In 1954, GE researcher H. Tracy Hall and three colleagues built a machine that squeezed carbon so hard it turned into nature’s hardest substance: diamond. Their discovery earned the team a spot in America’s National Inventors Hall of Fame, but it didn’t lead GE into the bling business. Instead, the company used the stones to make tools for cutting and polishing metals, glass and even teeth.
Above: GE’s “diamond press” produced pressure of 1.5 million pounds per square inch and temperature of 5,000 degrees Fahrenheit. The press squeezed a special metal-carbon mixture so hard that it turned after 20 minutes into synthetic diamond. Image credit: GE Global Research Top: Black diamond is the toughest form of natural diamond. Diamond and graphite are both “allotropes,” or different crystalline forms, of the same element: carbon.

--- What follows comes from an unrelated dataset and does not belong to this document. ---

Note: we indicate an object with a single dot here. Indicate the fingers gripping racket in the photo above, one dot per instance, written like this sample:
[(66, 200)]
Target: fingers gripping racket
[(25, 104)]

Although GE eventually sold the diamond unit, it did not abandon carbon altogether. Scientists at GE Global Research, the birthplace of the synthetic diamond, are now working with silicon carbide – another hard, carbon-based material originally used for sandpaper. They’re using it to make heavy-duty microchips that can handle megawatts of power and make everything from solar panels to MRI scanners and oil pumps more efficient.
This cross-pollination of ideas and technologies can found everywhere around GE – from using MRI magnets to improve wind turbines to deploying jet engine technology inside power plants.